Unabhängig von der Tiefkühlkette sind Geräuschemissionen zu beachten. So sollten möglichst lärmarme Anlagen zum Einsatz kommen, die die zulässigen Emissionswerte am jeweiligen Standort berücksichtigen und einhalten. 

Kühltransportbehälter – Alternative für Sonderfälle

Sind Waren sehr sensibel oder ist die Lückenlosigkeit der Tiefkühlkette beim Verladen nicht gewährleistet, stellen Kühltransportbehälter eine sinnvolle Alternative dar. Diese haben ein Fassungsvermögen von bis zu 2 m³ und werden vor der Befüllung vorgekühlt. Bei diesen Behältern ist die Kontrollmöglichkeit der Innentemperatur durch ein außen angebrachtes Thermometer extrem wichtig. Die Behälter halten die Temperatur für einen Zeitraum von ca. zwei Stunden. Sollen die Lebensmittel länger gekühlt werden oder ist der Behälter nur zum Teil befüllt, muss zusätzlich gekühlt werden. Dies ist zum Beispiel mit Trockeneis, flüssigem Stickstoff oder Kältespeicherplatten realisierbar. 

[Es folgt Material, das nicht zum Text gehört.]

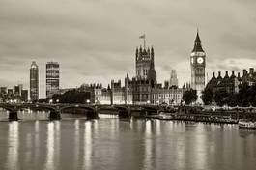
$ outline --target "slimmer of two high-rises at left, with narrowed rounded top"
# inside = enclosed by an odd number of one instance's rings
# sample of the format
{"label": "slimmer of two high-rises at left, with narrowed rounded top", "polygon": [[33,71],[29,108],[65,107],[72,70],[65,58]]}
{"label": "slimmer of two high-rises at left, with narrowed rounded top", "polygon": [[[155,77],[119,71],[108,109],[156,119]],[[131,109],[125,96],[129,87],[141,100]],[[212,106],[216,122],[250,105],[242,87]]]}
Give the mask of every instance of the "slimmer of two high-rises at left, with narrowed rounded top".
{"label": "slimmer of two high-rises at left, with narrowed rounded top", "polygon": [[32,62],[30,67],[30,99],[39,99],[39,67],[36,62]]}

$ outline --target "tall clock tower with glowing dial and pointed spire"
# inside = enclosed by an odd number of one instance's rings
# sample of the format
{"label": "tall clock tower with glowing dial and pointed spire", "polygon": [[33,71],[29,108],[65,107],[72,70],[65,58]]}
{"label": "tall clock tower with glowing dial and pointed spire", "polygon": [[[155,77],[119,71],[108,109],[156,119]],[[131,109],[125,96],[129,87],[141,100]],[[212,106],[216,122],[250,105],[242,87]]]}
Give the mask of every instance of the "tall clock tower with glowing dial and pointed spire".
{"label": "tall clock tower with glowing dial and pointed spire", "polygon": [[197,91],[197,102],[202,103],[202,91],[205,88],[206,53],[201,46],[201,40],[197,31],[194,48],[190,55],[191,64],[191,88]]}

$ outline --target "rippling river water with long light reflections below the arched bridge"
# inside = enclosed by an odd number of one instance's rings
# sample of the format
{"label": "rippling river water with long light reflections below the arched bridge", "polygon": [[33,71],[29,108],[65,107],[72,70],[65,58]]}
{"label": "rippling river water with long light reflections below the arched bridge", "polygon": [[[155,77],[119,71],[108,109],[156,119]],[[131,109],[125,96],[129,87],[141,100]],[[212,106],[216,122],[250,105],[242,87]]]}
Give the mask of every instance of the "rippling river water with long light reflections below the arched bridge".
{"label": "rippling river water with long light reflections below the arched bridge", "polygon": [[[45,113],[0,112],[1,170],[254,170],[256,131],[114,117],[48,121]],[[25,119],[26,118],[26,119]]]}

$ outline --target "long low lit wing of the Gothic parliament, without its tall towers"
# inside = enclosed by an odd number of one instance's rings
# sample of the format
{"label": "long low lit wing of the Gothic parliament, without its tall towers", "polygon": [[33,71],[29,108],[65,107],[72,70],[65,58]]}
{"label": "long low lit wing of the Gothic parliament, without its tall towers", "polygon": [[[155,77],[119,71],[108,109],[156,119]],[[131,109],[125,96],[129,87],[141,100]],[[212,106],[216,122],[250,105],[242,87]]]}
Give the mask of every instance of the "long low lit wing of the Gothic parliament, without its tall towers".
{"label": "long low lit wing of the Gothic parliament, without its tall towers", "polygon": [[[127,83],[126,83],[127,82]],[[180,104],[185,88],[162,88],[161,84],[152,87],[148,80],[125,78],[125,86],[121,80],[111,81],[111,88],[101,89],[100,104]]]}

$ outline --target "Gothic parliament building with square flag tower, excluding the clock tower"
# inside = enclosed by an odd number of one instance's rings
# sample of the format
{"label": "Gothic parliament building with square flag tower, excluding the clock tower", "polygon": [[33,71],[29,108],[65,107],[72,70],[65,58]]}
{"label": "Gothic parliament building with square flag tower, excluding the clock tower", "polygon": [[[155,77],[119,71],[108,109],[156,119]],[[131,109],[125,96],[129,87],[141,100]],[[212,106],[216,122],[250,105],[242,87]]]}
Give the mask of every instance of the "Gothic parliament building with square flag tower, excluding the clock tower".
{"label": "Gothic parliament building with square flag tower, excluding the clock tower", "polygon": [[[107,88],[88,86],[91,92],[91,103],[95,104],[180,104],[185,91],[178,86],[157,83],[155,70],[155,51],[152,47],[135,50],[134,77],[125,77],[124,85],[121,80],[111,80]],[[100,94],[100,95],[99,95]]]}

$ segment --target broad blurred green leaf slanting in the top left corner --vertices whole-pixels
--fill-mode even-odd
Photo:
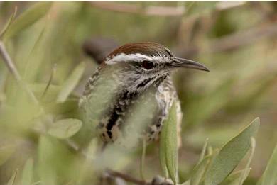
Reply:
[[[36,21],[48,13],[51,6],[51,1],[41,1],[31,6],[31,8],[23,12],[15,21],[13,21],[13,23],[11,23],[11,26],[6,30],[4,38],[11,38],[33,25],[33,23],[36,23]]]

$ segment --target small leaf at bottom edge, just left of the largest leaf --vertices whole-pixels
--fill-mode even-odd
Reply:
[[[190,185],[199,185],[202,182],[203,177],[205,176],[205,172],[207,170],[207,167],[210,164],[210,159],[211,158],[212,158],[212,155],[205,157],[192,170],[192,175],[191,175],[191,178],[190,178]]]

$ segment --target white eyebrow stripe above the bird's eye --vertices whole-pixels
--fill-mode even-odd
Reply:
[[[143,60],[161,61],[161,60],[169,60],[169,58],[163,57],[161,55],[152,57],[152,56],[143,55],[141,53],[134,53],[134,54],[129,54],[129,55],[126,55],[125,53],[121,53],[120,55],[116,55],[116,56],[112,57],[112,59],[107,58],[107,60],[105,60],[105,63],[107,63],[108,65],[113,65],[116,62],[128,62],[128,61],[141,62]]]

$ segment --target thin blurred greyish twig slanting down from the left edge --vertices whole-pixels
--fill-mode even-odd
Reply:
[[[16,65],[14,65],[13,61],[11,60],[9,53],[6,51],[6,47],[1,40],[0,40],[0,55],[3,58],[5,65],[8,67],[9,71],[13,75],[14,79],[16,79],[16,82],[18,82],[18,84],[27,92],[27,94],[30,96],[33,103],[36,103],[36,105],[38,105],[39,103],[38,103],[38,100],[36,99],[36,96],[23,82],[18,70],[16,69]]]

Logistik, Technik und Vernetzung – die Grundlagen der lückenlosen Tiefkühlkette

Nur mit durchdachten Abläufen und einer zuverlässig funktionierenden und flexiblen Kühltechnik lässt sich die Tiefkühlkette vom Hersteller bis in den Einzelhandel nahtlos sicherstellen. Ein sensibler Umgang mit den empfindlichen Waren gehört an jeder Station dazu, insbesondere bei Umladungen sind Geschwindigkeit und eine gute Vorkühlung der Transportfahrzeuge ausschlaggebend. Werden die hohen Maßstäbe an die Tiefkühlung auch im Einzelhandel umgesetzt, erhält der Endkunde schließlich ein lückenlos tiefgekühltes Lebensmittel für den eigenen Bedarf.